As it stands, lumber used for construction must first be graded — or assessed and categorized — by a third-party agency, meaning it leaves the local area before getting to a contractor. Bjorkman’s bill would instead allow certified sawmill operators to grade their own lumber.
In the press release, Bjorkman writes, “Allowing for local lumber grading in Alaska will create economic opportunities for small businesses, provide an opportunity for Alaskans to purchase local products, and perhaps offer building materials at a lower cost than dimensional lumber from the Lower 48.”
Trevor Kauffman is a Soldotna sawmill operator, timber-cutter and former Kenai Peninsula Borough land management agent. He said he’s excited about the potential of the bill, though he said locally graded lumber isn’t going to overtake Home Depot or Spenard any time soon.
“In the short term, it’s not going to revolutionize the local house-framing market with all local wood. But it will allow for certain things to happen that have not been possible in the past,” Kaufffman said.
He said some custom home builders, for example, prefer local lumber for its appearance and custom dimensions.
Kauffman said the lumber market has been better lately, but the bill is a good idea even if supply chain issues aren’t the biggest concern right now. He said if another pandemic or supply-chain-disrupting event does happen, Alaska would be prepared to build with local lumber.
“If that does happen again in the future, we’ll be more resilient to shortcomings,” he said.
Dave Roderick is a sawmill operator of 14 years. He runs the Blood, Sweat and Tears mill in Anchor Point. He said the bill will be a great way to encourage Kenai builders to get their wood locally.
“I think the local lumber producers will get a little more busy, just because if they go to a class and get their certification to grade lumber, there will be a lot more people willing to go to a sawmill versus the stores, to keep the business local,” Roderick said.
He also suspects the bill might spur an increase in new local lumber producers, inspired by the lower barrier to entry.
Under the bill, the Department of Natural Resources would host classes for sawmill operators to receive a grading certificate. The producer would then be licensed to grade their own lumber.
When it comes to quality assurance, Kauffman and Roderick said there needs to be some sort of inspector who routinely checks on local lumber producers to make sure they’re following best practices.
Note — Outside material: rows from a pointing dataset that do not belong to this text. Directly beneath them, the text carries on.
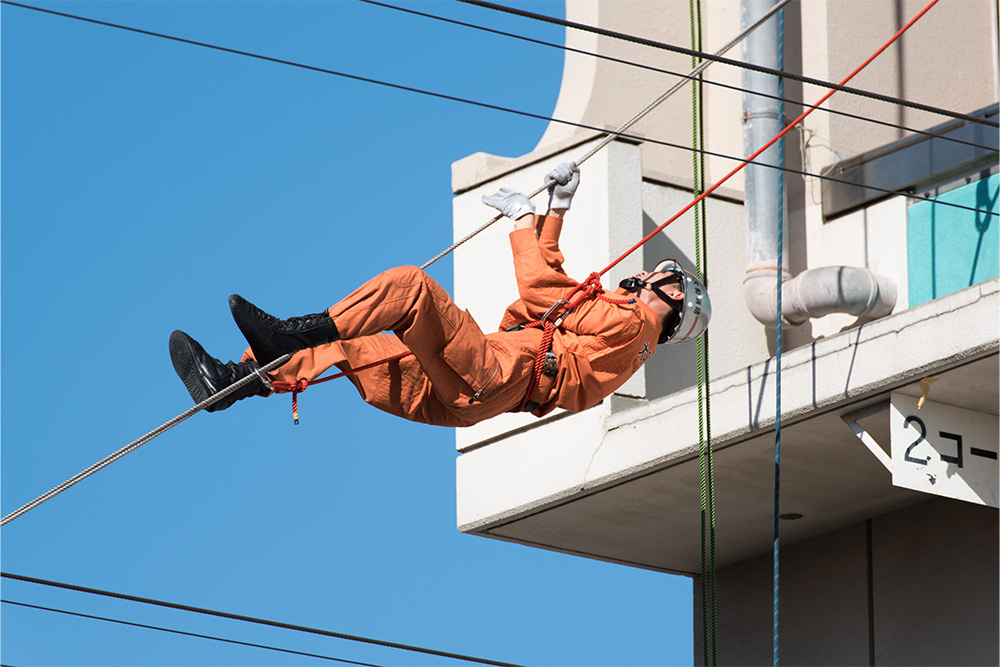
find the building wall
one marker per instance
(933, 578)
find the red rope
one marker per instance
(300, 385)
(768, 144)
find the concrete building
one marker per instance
(890, 548)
“Sawing lumber is a pretty simple process. You’re just taking something that’s round and making it rectangular,” Kauffman said. “But there’s an art to it, and it’s important that if you’re gonna produce lumber and it’s gonna be used in a structure that it’s done well, and it’s done skillfully and it’s done correctly.”
He said there should also be a mechanism for revoking the grading certificate if practices are violated. The language of the bill says the division may revoke a certificate with “good cause.” The certificates also expire after five years and must be renewed.
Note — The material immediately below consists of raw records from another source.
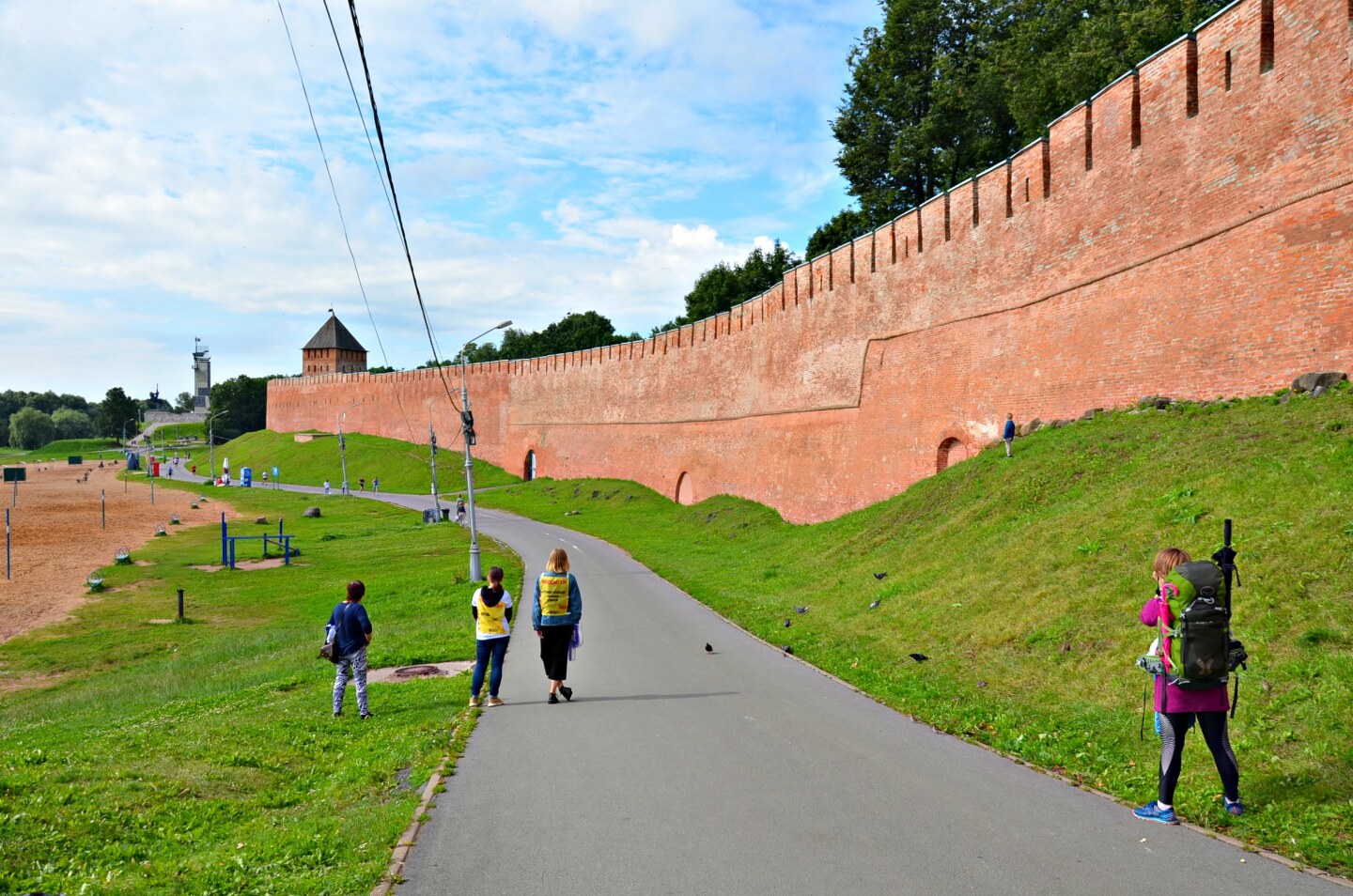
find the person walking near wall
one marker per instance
(555, 610)
(491, 608)
(352, 632)
(1178, 709)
Kauffman said he’s looking forward to how the bill might create a more local ecosystem for lumber products.
“It gives me a lot of pride to go out and to cut a tree down and to mill it up and to build something durable out of it,” he said. “I think that’s really rewarding and I hope there’s lots of people around here that will value that, just like there're people that are willing to spend 15 or 20 percent more to buy an onion at the farmers market instead of buying it at Safeway.”
He said even when it’s not more cost efficient or time saving than getting wood from Home Depot, he hopes Alaskans see the value in supporting local producers.